Department of Biochemistry, Faculty of Pharmacy, Keio University, 1-5-30 Shibakoen, Tokyo 105-8512, Japan.
Cell Signal. 2013 Nov;25(11):2115-24. doi: 10.1016/j.cellsig.2013.07.003. Epub 2013 Jul 6.
A point mutation (V617F) of tyrosine kinase Janus kinase 2 (JAK2) is found in the majority of patients with myeloproliferative neoplasms (MPNs) and an aberrant signaling pathway induced by constitutively active JAK2 V617F mutant is a hallmark of MPNs. Cells transformed by JAK2 V617F mutant exhibited resistance to anti-cancer drugs such as cisplatin (CDDP), mitomycin C (MMC) and bleomycin (BLM). We first found that the expression of FANCC, a member of the Fanconi anemia (FA) proteins, was significantly induced by JAK2 V617F mutant through activation of signal transducers and activators of transcription 5 (STAT5). In addition, monoubiqitination and foci formation of FANCD2, which are critical for activation of the FA pathway, were increased in cells transformed by JAK2 V617F mutant, compared to cells expressing wild-type JAK2. Interestingly, knockdown of FANCC in cells expressing JAK2 V617F mutant induced not only the reduction of monoubiqitination and foci formation of FANCD2 but also the enhancement of sensitivity to DNA damage induced by CDDP and MMC but not BLM. Taken together, FANCC is most likely to be critical for resistance to DNA cross-linking drug-induced DNA damage in cells transformed by JAK2 V617F mutant.

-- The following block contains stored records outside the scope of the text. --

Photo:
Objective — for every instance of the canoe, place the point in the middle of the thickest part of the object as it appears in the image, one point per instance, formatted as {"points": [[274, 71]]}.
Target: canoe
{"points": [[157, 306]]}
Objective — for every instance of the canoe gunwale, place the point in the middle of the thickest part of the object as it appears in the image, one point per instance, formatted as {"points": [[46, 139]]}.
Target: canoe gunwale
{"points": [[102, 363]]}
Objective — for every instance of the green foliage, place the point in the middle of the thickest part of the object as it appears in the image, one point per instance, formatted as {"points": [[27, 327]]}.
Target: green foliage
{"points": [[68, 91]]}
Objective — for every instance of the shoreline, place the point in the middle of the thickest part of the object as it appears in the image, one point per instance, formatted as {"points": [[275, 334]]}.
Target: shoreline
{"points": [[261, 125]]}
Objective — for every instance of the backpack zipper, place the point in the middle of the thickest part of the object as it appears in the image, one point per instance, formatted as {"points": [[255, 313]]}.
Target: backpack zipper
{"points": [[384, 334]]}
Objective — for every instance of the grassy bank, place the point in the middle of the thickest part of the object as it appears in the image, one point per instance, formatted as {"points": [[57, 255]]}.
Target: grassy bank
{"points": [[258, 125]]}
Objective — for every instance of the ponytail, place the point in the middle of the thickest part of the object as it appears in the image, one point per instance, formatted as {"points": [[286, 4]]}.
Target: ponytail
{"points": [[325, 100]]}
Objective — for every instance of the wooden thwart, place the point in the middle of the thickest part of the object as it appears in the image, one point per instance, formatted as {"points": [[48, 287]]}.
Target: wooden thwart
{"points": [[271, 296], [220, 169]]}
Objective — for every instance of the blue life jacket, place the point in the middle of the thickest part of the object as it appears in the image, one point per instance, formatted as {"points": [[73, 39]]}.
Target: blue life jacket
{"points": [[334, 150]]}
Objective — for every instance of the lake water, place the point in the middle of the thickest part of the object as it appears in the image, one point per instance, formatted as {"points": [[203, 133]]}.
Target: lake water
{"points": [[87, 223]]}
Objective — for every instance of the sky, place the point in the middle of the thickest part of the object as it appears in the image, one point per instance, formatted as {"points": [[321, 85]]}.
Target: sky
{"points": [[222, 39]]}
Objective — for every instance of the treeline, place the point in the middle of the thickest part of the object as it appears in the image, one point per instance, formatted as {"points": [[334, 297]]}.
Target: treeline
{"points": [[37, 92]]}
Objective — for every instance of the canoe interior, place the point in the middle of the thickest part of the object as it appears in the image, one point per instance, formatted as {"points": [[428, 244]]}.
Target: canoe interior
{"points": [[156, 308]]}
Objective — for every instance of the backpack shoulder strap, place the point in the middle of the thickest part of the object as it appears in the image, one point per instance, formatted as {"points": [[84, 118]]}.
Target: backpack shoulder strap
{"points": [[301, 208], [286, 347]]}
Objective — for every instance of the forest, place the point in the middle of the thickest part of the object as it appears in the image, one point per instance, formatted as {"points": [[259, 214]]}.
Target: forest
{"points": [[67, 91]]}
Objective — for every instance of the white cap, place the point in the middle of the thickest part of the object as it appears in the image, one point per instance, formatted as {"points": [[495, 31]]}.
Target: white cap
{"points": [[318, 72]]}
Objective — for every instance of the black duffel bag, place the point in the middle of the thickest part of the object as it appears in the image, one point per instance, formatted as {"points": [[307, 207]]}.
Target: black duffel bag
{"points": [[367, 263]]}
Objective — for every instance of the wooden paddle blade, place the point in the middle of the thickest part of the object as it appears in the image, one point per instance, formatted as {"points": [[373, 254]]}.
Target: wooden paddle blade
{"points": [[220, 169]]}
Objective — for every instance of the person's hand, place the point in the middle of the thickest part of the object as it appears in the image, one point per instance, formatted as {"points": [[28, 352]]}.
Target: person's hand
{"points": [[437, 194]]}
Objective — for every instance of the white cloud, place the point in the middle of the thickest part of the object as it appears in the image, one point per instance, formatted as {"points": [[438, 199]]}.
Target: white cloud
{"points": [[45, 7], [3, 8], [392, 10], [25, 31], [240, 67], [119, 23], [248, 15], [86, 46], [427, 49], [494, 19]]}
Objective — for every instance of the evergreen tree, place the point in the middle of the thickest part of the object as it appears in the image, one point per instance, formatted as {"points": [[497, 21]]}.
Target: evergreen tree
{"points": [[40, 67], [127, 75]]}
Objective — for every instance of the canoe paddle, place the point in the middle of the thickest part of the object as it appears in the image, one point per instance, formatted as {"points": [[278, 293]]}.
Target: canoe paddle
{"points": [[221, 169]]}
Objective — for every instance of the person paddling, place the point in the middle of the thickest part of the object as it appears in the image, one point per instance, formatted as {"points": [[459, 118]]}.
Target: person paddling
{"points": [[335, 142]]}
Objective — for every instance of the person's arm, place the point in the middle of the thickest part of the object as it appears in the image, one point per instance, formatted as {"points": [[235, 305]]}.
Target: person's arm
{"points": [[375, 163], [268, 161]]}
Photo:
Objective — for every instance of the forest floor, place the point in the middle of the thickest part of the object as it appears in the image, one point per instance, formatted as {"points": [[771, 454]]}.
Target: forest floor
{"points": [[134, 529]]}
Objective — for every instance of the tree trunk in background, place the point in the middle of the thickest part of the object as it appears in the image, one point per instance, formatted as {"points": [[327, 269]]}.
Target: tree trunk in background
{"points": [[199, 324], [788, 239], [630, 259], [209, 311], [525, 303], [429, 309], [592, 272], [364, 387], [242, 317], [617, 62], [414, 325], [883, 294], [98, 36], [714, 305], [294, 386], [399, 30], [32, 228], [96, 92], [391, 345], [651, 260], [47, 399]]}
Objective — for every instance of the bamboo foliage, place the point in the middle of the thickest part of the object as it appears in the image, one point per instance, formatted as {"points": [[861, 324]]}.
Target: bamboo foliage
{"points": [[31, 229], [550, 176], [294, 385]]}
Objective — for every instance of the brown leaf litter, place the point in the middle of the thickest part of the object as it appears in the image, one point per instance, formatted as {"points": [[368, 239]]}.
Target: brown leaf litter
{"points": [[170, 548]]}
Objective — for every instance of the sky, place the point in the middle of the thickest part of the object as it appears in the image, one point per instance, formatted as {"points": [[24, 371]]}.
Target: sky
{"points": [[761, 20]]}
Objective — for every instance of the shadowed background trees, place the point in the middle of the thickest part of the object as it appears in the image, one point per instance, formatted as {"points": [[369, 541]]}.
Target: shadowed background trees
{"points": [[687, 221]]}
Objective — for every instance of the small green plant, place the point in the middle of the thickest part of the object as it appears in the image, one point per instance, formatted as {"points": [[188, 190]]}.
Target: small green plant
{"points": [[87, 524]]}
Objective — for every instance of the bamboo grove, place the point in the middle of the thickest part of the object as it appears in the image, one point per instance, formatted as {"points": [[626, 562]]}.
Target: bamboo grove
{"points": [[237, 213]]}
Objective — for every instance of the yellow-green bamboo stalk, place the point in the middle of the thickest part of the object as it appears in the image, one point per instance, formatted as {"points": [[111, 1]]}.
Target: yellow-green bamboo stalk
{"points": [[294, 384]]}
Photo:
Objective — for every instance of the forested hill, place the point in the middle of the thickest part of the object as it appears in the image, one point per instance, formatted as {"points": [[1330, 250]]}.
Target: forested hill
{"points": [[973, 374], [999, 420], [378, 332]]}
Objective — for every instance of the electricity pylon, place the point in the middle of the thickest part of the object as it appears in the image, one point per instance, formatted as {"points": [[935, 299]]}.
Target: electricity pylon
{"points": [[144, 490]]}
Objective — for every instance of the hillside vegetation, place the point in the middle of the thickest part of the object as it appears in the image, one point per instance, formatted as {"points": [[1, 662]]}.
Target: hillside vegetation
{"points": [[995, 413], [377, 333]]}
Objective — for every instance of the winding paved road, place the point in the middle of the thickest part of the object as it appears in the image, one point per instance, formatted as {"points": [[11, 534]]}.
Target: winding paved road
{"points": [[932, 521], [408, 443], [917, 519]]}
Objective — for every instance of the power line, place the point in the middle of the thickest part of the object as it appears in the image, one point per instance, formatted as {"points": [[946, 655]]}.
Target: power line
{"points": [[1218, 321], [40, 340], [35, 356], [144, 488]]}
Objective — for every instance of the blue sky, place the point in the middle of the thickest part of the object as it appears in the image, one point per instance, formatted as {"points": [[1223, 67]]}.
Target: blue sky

JAK2 激酶的点突变(V617F)存在于大多数骨髓增殖性肿瘤(MPN)患者中,由组成性激活的 JAK2 V617F 突变引起的异常信号通路是 MPN 的标志。由 JAK2 V617F 突变转化的细胞对顺铂(CDDP)、丝裂霉素 C(MMC)和博来霉素(BLM)等抗癌药物表现出耐药性。我们首先发现,信号转导子和转录激活子 5(STAT5)的激活显著诱导了 FANCC 的表达,FANCC 是范可尼贫血(FA)蛋白家族的成员。此外,与表达野生型 JAK2 的细胞相比,由 JAK2 V617F 突变转化的细胞中 FANCD2 的单泛素化和焦点形成增加,这对于 FA 途径的激活至关重要。有趣的是,在表达 JAK2 V617F 突变的细胞中敲低 FANCC 不仅诱导 FANCD2 的单泛素化和焦点形成减少,而且还增强了对 CDDP 和 MMC 诱导的 DNA 损伤的敏感性,但对 BLM 没有影响。综上所述,FANCC 很可能是 JAK2 V617F 突变转化的细胞对 DNA 交联药物诱导的 DNA 损伤耐药性的关键。